Not only do countries try to balance trade with each other every year – they also aim to strictly balance trade in each commodity group with each country each year. When Hungary invented the Rubik’s cube, many Russians would have loved to acquire the world’s most fashionable toy of the year. But, Hungary could not have increased its Cube exports to the Soviets without decreasing its toy piggy bank sales to the Soviets. So, it made little effort to satisfy Russian demand.

The combination of widely-differing shortages and subsidies among socialist nations creates a huge incentive for individual arbitrage. East Germany has practically shut its borders to Poles – and Romania refuses to allow Poles to carry anything into Romania without making a deposit in western currency for each item. East German border guards routinely take away East German shoes from other socialist visitors leaving the country, and Hungarian border guards are forever seizing salami from people leaving Hungary. On crackdown days, trains are sometimes stopped and torn apart – including tearing out the seams in suitcases. Romania is notorious for its day-long backups at the border.

As Jan Vanous, Czech emigre and research director of PlanEcon consultants in Washington, DC, ironically observes, “They are heading a situation where they will weigh you when you go out of the country and they will weigh you with your luggage when you come back. You can eat – or you can throw something away and bring something in. But you can’t bring anything new in.”
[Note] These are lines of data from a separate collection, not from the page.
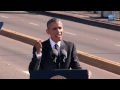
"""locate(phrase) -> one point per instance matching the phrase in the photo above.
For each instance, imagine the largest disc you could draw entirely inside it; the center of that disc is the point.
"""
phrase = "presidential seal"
(58, 77)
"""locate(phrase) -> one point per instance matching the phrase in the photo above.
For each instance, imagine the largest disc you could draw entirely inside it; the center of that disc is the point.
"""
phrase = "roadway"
(94, 40)
(15, 57)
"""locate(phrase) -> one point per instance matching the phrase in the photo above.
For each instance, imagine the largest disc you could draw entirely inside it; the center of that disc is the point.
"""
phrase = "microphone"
(54, 55)
(63, 55)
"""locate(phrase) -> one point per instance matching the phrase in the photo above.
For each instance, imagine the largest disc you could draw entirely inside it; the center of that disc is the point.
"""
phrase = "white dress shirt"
(52, 43)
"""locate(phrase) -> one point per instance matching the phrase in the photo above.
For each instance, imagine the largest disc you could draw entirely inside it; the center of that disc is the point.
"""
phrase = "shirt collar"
(52, 43)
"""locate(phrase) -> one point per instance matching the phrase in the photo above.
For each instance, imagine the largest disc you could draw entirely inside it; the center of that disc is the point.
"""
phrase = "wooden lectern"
(59, 74)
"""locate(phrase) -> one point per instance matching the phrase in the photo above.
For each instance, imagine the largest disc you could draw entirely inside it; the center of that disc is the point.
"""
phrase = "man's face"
(55, 31)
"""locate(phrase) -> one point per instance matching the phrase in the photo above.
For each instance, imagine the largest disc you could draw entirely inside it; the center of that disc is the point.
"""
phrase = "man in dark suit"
(41, 59)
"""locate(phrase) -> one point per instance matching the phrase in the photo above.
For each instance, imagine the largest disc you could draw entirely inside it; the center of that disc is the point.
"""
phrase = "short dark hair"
(52, 20)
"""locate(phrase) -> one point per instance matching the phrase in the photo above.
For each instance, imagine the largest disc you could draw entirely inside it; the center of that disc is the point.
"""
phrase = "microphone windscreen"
(64, 52)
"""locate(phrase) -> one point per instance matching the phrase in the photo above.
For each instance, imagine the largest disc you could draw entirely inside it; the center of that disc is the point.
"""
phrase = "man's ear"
(47, 31)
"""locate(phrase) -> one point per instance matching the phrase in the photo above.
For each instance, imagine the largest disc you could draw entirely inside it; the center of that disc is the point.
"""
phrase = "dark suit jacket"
(46, 63)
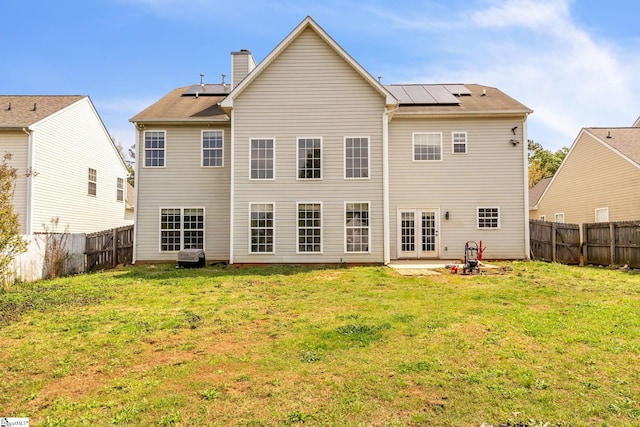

Though COMECON’s problems are obvious, they cannot be solved without destroying COMECON. Free trade and socialism are as irreconcilable as politics and honesty. If currencies were made convertible – then nobody’s national plan would be safe, because foreign individuals and businesses could come in and buy what they chose. As long as governments are committed to central planning, foreign influences must be minimized and strictly controlled.

COMECON is helping turn eastern Europe into the world’s newest economic ghetto. As they ask in Poland, “Have we reached real communism yet, or is it going to get worse?”

TAGLINE: Bovard is a Washington writer who recently traveled in East Germany and Hungary.